Norton Sound Health Corporation services 15 villages in the region, in which Village Health Services manages clinic operations. The majority of staff in the department are community Health Aide practitioners. These front-line primary health care providers are a critical link between doctors in Nome and patients in villages. Seven villages of our region have a full-time physician assistant or nurse practitioner in the communities of Brevig Mission, Savoonga, Gambell, Shishmaref, Elim, Saint Michael, and Unalakleet. 

Community Health Aides/Practitioners are local people who are trained to become often the only healthcare provider in their community. Not only are they seeing patients during normal clinic hours, but must also provide on-call service after hours for urgent and emergent patient care. 

Being a Community Health Aide/Practitioner is a demanding position with the health care of the community being their responsibility 24 hours a day. It’s important that they are supported by everyone, including their family, their community members, village leadership, and corporate leadership.

Community Details

Gambell, Alaska

Additional Community Information
Additional Recreation Information

Gambell is on the northwest cape on St. Lawrence Island in the Bering Sea. Nome, Alaska is 200 miles from Gambell. 

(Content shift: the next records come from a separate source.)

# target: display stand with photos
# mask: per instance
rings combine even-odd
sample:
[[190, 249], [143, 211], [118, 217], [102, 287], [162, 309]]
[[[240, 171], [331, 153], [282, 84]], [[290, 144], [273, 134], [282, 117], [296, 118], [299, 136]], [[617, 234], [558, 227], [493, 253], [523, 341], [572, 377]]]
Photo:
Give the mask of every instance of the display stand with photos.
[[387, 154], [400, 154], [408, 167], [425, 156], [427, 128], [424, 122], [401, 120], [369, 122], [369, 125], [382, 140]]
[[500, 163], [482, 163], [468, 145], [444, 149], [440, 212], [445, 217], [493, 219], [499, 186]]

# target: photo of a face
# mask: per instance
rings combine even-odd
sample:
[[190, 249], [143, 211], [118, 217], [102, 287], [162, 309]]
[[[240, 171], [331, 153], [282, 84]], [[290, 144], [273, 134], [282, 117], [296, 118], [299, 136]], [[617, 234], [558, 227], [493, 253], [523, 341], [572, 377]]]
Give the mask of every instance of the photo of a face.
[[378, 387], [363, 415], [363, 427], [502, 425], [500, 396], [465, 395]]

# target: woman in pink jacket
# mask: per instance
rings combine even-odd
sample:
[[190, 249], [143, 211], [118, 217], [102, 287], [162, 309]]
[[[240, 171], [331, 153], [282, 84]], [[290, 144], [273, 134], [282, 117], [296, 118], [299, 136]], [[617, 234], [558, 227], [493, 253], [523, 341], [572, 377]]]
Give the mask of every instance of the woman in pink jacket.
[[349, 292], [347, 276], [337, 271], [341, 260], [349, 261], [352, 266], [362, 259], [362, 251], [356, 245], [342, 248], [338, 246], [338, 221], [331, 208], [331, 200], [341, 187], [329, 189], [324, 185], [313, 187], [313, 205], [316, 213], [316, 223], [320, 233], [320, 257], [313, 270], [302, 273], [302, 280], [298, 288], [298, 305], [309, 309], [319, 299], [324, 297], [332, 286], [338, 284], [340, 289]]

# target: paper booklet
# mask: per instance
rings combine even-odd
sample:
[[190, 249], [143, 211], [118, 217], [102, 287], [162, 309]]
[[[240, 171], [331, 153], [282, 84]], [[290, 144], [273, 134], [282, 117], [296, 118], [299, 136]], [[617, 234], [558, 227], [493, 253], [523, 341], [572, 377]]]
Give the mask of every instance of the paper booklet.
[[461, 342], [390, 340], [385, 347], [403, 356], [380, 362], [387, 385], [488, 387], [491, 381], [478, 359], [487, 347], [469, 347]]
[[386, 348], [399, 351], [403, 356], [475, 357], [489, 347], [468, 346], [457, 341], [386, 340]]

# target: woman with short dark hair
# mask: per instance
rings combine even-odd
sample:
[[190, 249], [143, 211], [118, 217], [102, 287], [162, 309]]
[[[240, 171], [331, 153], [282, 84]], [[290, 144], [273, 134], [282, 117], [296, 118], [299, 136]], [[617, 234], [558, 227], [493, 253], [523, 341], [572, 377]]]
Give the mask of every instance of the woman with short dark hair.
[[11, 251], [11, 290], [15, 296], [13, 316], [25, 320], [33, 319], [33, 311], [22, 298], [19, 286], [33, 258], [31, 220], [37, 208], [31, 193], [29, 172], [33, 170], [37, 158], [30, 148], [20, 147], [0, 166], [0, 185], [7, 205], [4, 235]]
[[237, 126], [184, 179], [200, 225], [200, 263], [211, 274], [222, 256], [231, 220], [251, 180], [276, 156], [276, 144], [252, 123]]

During the 1930s, some residents moved to Savoonga to establish a permanent settlement there. The city was incorporated in 1963. When the Alaska Native Claims Settlement Act (ANCSA) was passed in 1971, Gambell and Savoonga decided not to participate and instead opted for title to the 1.136 million acres of land in the former St. Lawrence Island Reserve. The island is jointly owned by Savoonga and Gambell.

St. Lawrence residents, who either live in Gambell or Savoonga on the northern coast, are 95.5 percent Alaska Native or part Alaska Native. The isolation of the island has helped maintain their traditional St. Lawrence Yup’ik culture, their language and a subsistence lifestyle based on marine mammals. Most residents are bilingual, with Siberian Yup’ik still the first language. The economy is largely based on subsistence harvests from the sea including seal, walrus, fish and bowhead and gray whales. Walrus-hide boats are still used to hunt.